WASHINGTON (Reuters) – The Federal Reserve on Wednesday will release a readout of its April policy meeting, an event already overrun by data showing disappointing jobs growth and a spike in inflation that has kicked a debate about whether the U.S. central bank is off course into high gear.
Fed officials have pledged to keep their ultra-loose, crisis-fighting policies in place, betting that the unexpected surge in consumer prices last month stems from temporary forces that will ease on their own, and that the U.S. jobs market needs far more time to get people back to work.
Comments from Fed officials since the April 27-28 meeting have indicated that if anything the employment data from April cemented the view that it was still too early to discuss changes to the Fed’s $120 billion in monthly bond purchases.
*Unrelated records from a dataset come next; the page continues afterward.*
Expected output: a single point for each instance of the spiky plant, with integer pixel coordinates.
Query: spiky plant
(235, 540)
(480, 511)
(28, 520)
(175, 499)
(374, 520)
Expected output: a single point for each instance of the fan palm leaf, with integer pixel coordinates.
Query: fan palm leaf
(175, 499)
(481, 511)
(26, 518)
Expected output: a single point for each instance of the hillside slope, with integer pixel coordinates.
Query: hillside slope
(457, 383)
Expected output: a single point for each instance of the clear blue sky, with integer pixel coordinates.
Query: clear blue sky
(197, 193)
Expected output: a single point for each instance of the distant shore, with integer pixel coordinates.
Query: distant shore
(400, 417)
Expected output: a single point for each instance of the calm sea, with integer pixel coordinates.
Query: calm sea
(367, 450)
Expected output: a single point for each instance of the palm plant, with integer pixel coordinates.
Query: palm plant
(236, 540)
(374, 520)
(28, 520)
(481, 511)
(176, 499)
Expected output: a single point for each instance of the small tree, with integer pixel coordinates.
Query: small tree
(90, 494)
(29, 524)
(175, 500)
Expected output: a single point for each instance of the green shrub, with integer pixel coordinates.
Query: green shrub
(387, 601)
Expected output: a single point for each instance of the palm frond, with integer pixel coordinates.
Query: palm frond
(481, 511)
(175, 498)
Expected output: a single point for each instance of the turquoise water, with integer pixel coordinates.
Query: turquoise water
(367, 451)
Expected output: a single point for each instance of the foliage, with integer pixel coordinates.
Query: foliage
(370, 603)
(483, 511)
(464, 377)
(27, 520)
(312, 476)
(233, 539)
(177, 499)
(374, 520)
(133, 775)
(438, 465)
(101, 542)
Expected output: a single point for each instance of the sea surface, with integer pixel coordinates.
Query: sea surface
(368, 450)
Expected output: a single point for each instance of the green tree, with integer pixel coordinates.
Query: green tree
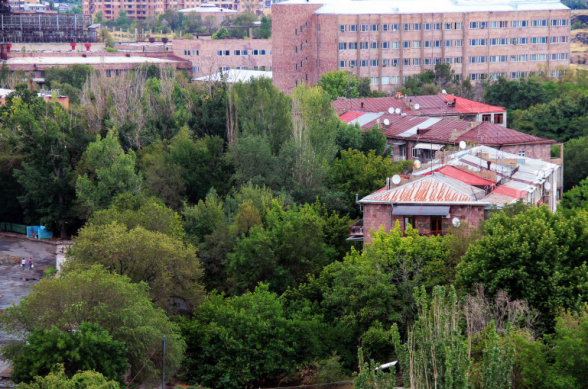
(89, 347)
(243, 340)
(81, 380)
(536, 256)
(108, 300)
(113, 173)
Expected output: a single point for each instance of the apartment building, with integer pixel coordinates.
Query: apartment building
(140, 9)
(209, 56)
(390, 40)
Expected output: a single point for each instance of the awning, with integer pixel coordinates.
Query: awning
(416, 210)
(428, 146)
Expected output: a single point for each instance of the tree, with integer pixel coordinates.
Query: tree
(81, 380)
(536, 256)
(170, 268)
(89, 347)
(99, 297)
(50, 142)
(247, 339)
(114, 173)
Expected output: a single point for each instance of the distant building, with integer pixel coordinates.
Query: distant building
(389, 41)
(462, 187)
(210, 56)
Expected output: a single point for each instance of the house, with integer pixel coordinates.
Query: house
(459, 187)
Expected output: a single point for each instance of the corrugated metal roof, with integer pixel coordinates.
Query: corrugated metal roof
(469, 106)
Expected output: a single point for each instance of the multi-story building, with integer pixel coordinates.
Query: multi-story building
(390, 40)
(209, 56)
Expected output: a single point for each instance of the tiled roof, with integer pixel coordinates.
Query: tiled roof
(469, 106)
(465, 177)
(495, 135)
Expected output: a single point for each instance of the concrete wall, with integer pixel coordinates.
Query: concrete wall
(324, 44)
Discussion of raising the central bank’s benchmark overnight interest rate from the current near-zero level is even further down the road. (Graphic: Substantial further progress for the Fed? “Substantial further progress” for the Fed?, )
The minutes of the Federal Open Market Committee’s meeting last month’s are due to be released at 2 p.m. EDT (1800 GMT) and are expected to show at most one or two Fed officials urging quicker action to reduce the monetary policy support rolled out last spring to help the economy through the recession triggered by the coronavirus pandemic.
“Minutes from the April FOMC will be substantially stale” as the meeting was held before the release of the weaker-than-expected jobs growth and stronger-than-expected inflation data, Citi economists Andrew Hollenhorst and Veronica Clark wrote this week.
Hollenhorst and Clark still expect the Fed to begin trimming its asset purchases in December, but contingent on a “strong May jobs report” of at least 750,000 positions added.
Much will be riding on whether the May numbers start to resolve the dilemma presented to the Fed in April.
The U.S. economy added 266,000 jobs last month, roughly a quarter of the number expected by economists in a Reuters poll. The Labor Department also reported earlier this month that job openings hit a record high in March. To some analysts, the data suggested people were remaining on the sidelines for any number of reasons, from a fear of the coronavirus to the flow of federal unemployment benefits, and might take longer to return to work than expected. (Graphic: The jobs hole facing Biden and the Fed, )
Inflation, meanwhile, rose faster than anticipated in April, posing a potential clash between the Fed’s two goals of maximizing employment while keeping price increases in check, and stoking debate over whether wide-open monetary policy is out of synch with where the economy now stands.
The Fed will hold its next meeting in June, when officials will not only issue a new policy statement but update their projections for growth, inflation, unemployment, and the appropriate path of the Fed’s target interest rate.
Along with faster-than-expected inflation, more recent surveys showed consumer expectations about future price increases were also rising, possibly chipping away at the central bank’s confidence that public attitudes about inflation were “well-anchored.”
Faith that expectations will remain tempered even as prices jump around in the short run is central to the Fed’s outlook, and some analysts suggest it may be hard for officials to ignore just how long it might take to get product, commodity, and labor markets reopened and back to normal.
“It remains surprising how many Fed officials describe expectations as ‘well-anchored’ despite those expectations measures being very much on the move,” Karim Basta, chief economist at III Capital Management, wrote last week.